Çözüm İçin Neler Yapılabilir?

  • Öncelikle, vergi iade süreçlerinin yavaşlayacağı bu ortamda 2019 yılından geçerli olmak üzere 7104 sayılı Kanunla getirilen KDV iade taleplerinin takip eden iki yıl içinde talep edilebileceği koşulu kaldırılmalıdır.

  • Yine aynı Kanunla KDV Kanunun 32’nci maddesine konulan yetki ile imalatçı ihracatçılara KDV iadelerinin yüklenilen KDV hesaplaması yerine ihracat tutarının belli bir oranı esas alınarak yapılabileceği şeklindeki düzenlemeye işlerlik kazandırılmalıdır. Burada tabi ki gerçekçi oranlar belirlenmelidir. Örneğin; mükellefin daha önceki dönemlerde aldığı iadelerin ortalaması esas alınarak bir oran da belirlenebilir. Özellikle bu şekilde tespit edilen oranda iade talep eden mükelleflerden “İndirilecek KDV Listesi” ibrazı şartı da aranmaksızın iadelerin hızlı bir şekilde yapılması sağlanmalıdır. Bu noktada vergi güvenliğini sağlamak bakımından firmalarda geçmiş sicilleri ile ilgili belli koşullar aranabilir. Örneğin daha önce beyannamelerini düzenli olarak vermiş olmak, vergi borcu bulunmamak, daha önceki belli sayıda dönemde inceleme ya da YMM Raporu ile iade almış olmak, tam tasdik sözleşmesi bulunmak, belli kapasite koşullarını sağlamak, özel esaslarda bulunmamak gibi şartlar getirilebilir. Mükelleflerin alt firmaları zaten Ba formları ile de tespit edilebilmektedir. Yurt dışından alışları da yine Gümrük İdaresi üzerinden kontrol edilebilmektedir.

  • İndirimli Orana tabi işlemlerden kaynaklanan iadelerde yüklenilen KDV hesaplaması yapılmamalıdır. Bunun için kanun değişikliği yapılması gerekmektedir. Aynen tevkifatlı işlemlerden kaynaklanan iadelerde olduğu gibi, yapılan oran indirimi kadar devreden KDV’nin iadesine imkan sağlanmalıdır. Mükelleflerin tahsil edecekleri KDV yüklendikleri KDV’yi gidermelerine olanak sağlayacakken,  Yürütme organının idari kararları ile yapılan oran indirimleri ile nihai tüketiciye yansımayan KDV yükleri bu tür mal ve hizmetleri üretenlerin üzerinde kalmaktadır.

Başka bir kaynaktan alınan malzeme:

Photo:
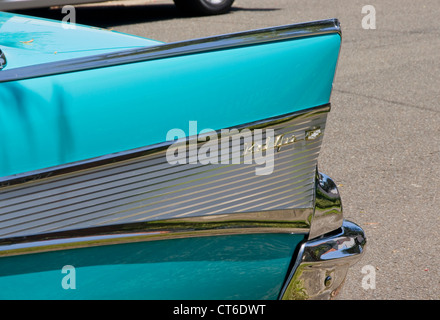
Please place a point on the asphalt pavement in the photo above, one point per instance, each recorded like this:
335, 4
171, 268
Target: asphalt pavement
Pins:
382, 138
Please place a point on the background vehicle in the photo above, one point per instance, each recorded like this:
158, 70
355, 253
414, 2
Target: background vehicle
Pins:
86, 180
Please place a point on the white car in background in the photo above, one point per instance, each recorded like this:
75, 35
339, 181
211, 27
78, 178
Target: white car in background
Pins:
200, 7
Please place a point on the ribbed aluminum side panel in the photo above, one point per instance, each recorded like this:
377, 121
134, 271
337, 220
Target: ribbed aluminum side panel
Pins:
149, 188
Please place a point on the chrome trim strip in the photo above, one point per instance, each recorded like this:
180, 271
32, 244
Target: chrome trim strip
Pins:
276, 221
321, 265
327, 215
220, 42
140, 185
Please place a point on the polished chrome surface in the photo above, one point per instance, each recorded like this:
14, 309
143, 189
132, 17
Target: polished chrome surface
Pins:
2, 60
221, 42
322, 264
140, 185
276, 221
328, 207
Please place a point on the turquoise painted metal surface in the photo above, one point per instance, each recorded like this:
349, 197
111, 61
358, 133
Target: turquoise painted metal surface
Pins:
222, 267
60, 119
29, 40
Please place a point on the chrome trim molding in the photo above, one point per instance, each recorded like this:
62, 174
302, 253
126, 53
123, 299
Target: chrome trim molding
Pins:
327, 215
321, 266
140, 185
221, 42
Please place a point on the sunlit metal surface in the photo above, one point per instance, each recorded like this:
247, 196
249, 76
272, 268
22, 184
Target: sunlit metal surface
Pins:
141, 185
233, 40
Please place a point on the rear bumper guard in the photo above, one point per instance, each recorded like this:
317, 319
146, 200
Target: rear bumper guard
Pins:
322, 264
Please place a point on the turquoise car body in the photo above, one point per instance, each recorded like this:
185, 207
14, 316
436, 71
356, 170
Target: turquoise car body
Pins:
59, 119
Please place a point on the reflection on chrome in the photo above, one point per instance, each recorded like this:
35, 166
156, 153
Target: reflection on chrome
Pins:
321, 267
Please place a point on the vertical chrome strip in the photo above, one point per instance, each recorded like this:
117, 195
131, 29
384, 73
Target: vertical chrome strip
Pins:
140, 185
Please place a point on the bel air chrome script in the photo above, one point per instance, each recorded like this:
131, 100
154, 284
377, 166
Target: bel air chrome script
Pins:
258, 146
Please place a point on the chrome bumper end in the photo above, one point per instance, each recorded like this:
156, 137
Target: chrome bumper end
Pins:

  • İndirimli orana tabi işlemlerden kaynaklanan iadelerde YMM Raporlarının takip eden yılın sonuna kadar verilme şartı da kaldırılmalıdır. Şu anki düzenlemede 2020 yılı sonuna kadar vergi dairesine ibraz edilmesi gereken 2019 yılı indirimli orandan doğan KDV iadesi raporlarının hazırlanması ve süresinde teslimi neredeyse imkansız hale gelmiştir.  Halihazırda geçmiş yıllara ait (örneğin 2016, 2017, 2018) indirimli orandan doğan KDV iade çalışmaları devam eden mükelleflerin bu sene sonuna kadar 2019 yılına ilişkin YMM raporlarını yetiştirmeleri gerekmektedir.

  • Mahsuben iadelerin kapsamı genişletilerek, şirketlerin ortaklarının, grup firmalarının, tedarikçilerinin (en yüksek mal ve hizmet alımı yaptıkları belli sayıda firma olabilir) vergi borçlarına mahsup istemesine imkan tanınarak sadece iade talep eden firmaların değil, onlar tarafından yapılacak ödemelere bağımlı olan diğer firmaların da finansmana erişimlerine destek sağlanmalıdır.

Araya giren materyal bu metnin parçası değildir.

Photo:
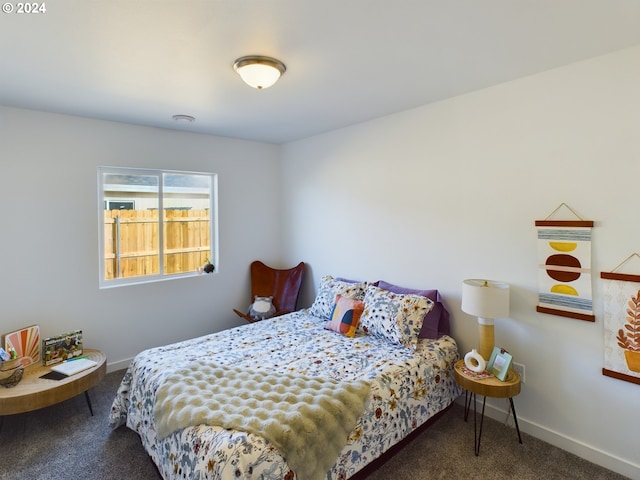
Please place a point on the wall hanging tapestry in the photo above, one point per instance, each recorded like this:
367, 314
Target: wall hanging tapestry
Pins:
622, 325
26, 344
564, 278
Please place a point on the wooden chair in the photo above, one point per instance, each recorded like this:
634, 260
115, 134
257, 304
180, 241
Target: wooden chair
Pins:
282, 285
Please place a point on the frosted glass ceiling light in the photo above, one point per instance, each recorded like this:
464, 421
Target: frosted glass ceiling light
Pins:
259, 72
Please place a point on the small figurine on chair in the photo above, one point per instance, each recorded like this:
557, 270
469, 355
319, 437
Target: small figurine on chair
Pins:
262, 308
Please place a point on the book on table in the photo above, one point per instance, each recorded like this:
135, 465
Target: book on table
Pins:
71, 367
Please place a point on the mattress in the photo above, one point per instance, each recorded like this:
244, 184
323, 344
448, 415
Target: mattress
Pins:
408, 386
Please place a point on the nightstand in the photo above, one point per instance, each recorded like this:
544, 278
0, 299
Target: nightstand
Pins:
487, 387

  • Kısmi KDV Tevkifatı uygulaması geçici olarak durdurulmalıdır. Özellikle Kamuya hizmet veren firmaların hakediş ödemelerinden KDV tevkifatı yapılmamalıdır.

  • Bekleyen KDV İade incelemelerine öncelik verilmelidir.

  • KDVİRA raporlarının bir kere çekilmesi ve cevaplandırıldıktan sonra yeniden rapor çekilmemesi sağlanmalıdır.

  • Vergi dairelerinde mevcut işlem gören iade taleplerinde KDVİRA raporlarına göre sorunsuz görünen tüm tutarlar, beklenmeksizin iade edilmelidir.  

  • Mücbir sebep kapsamındaki firmalardan alışlarla ilgili olarak, mücbir sebep nedeniyle uzayan süreleri takip eden 30 ya da 60 gün içinde bunlarla ilgili izahatın yapılması kaydıyla iadeler şimdiden yapılmalıdır.  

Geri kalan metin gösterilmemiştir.